Calmund: Bernd Schneider war immer ein Instinktfußballer, den man im defensiven Mittelfeld bringen konnte, im offensiven, zentral oder auf der rechten Seite. Er konnte Haken schlagen wie kaum ein anderer, hatte eine sensationelle Technik. Er hatte den Blick für den Mitspieler und konnte sie immer wieder mit einem feinen Pass freispielen. Er konnte aber auch unter Druck den Ball halten. Er war ein ganz feiner Spieler und netter Kerl.

bundesliga.de: Wenn Sie an ihn denken, welche Spiele bleiben Ihnen vor allem in Erinnerung?

Calmund: Sein sportlicher Höhepunkt war die WM 2002, als er sogar von den Brasilianern in den höchsten Tönen gelobt wurde. Gut, im Finale hat Ronaldo zwei Tore gegen Deutschland geschossen. Aber ansonsten war Bernd Schneider der beste Mann auf dem Platz und bekam zurecht seinen Spitznamen "weißer Brasilianer". Das ist ihm nie zu Kopf gestiegen. Ich hätte mir nur noch gewünscht, dass er beim Pokalfinale gegen Werder Bremen noch einmal bei einer Bayer-Führung zum Einsatz gekommen wäre und am Ende den Pokal in den Händen gehalten hätte.

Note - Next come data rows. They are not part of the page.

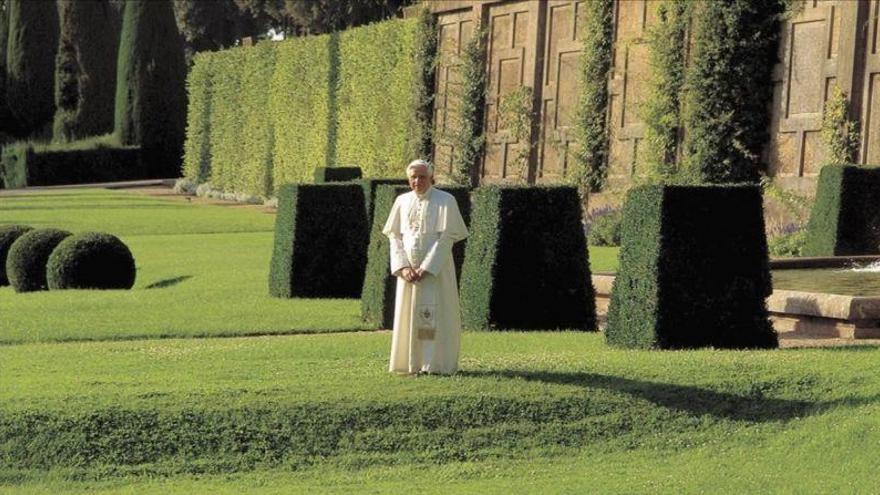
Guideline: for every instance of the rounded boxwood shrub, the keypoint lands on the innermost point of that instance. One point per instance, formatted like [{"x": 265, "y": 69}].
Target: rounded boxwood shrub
[
  {"x": 8, "y": 235},
  {"x": 91, "y": 260},
  {"x": 26, "y": 263}
]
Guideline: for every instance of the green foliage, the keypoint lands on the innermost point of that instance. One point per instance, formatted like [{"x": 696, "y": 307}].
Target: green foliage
[
  {"x": 605, "y": 229},
  {"x": 8, "y": 235},
  {"x": 27, "y": 257},
  {"x": 336, "y": 174},
  {"x": 197, "y": 145},
  {"x": 30, "y": 64},
  {"x": 300, "y": 108},
  {"x": 85, "y": 73},
  {"x": 7, "y": 125},
  {"x": 466, "y": 128},
  {"x": 254, "y": 172},
  {"x": 515, "y": 115},
  {"x": 320, "y": 101},
  {"x": 661, "y": 113},
  {"x": 227, "y": 122},
  {"x": 24, "y": 164},
  {"x": 787, "y": 244},
  {"x": 375, "y": 97},
  {"x": 845, "y": 219},
  {"x": 693, "y": 270},
  {"x": 150, "y": 85},
  {"x": 839, "y": 133},
  {"x": 729, "y": 89},
  {"x": 90, "y": 260},
  {"x": 321, "y": 238},
  {"x": 526, "y": 264},
  {"x": 378, "y": 294},
  {"x": 370, "y": 188},
  {"x": 590, "y": 169},
  {"x": 184, "y": 287}
]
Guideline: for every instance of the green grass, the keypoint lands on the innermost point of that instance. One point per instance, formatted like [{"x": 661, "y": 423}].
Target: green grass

bundesliga.de: Sie waren viele Jahre lang als Manager von Bayer Leverkusen sein Chef und mussten mit ihm Verträge aushandeln. Was für eine Beziehung haben Sie zu ihm gehabt?

Calmund: Ich habe ihn 1999 nach Leverkusen geholt. Ich habe noch immer eine enge Beziehung zu ihm, hatte ihn im vergangenen Jahr zur EM eingeladen. Ich habe mich mit ihm auch schon mal gestritten. Wir hatten gute und schlechte Momente, aber unter dem Strich haben wir uns sehr geschätzt. Er ist ein echter Sympathikus.

bundesliga.de: Es hat in Leverkusen eine Weile gedauert, bis er unumstrittener Stammspieler im Verein wurde.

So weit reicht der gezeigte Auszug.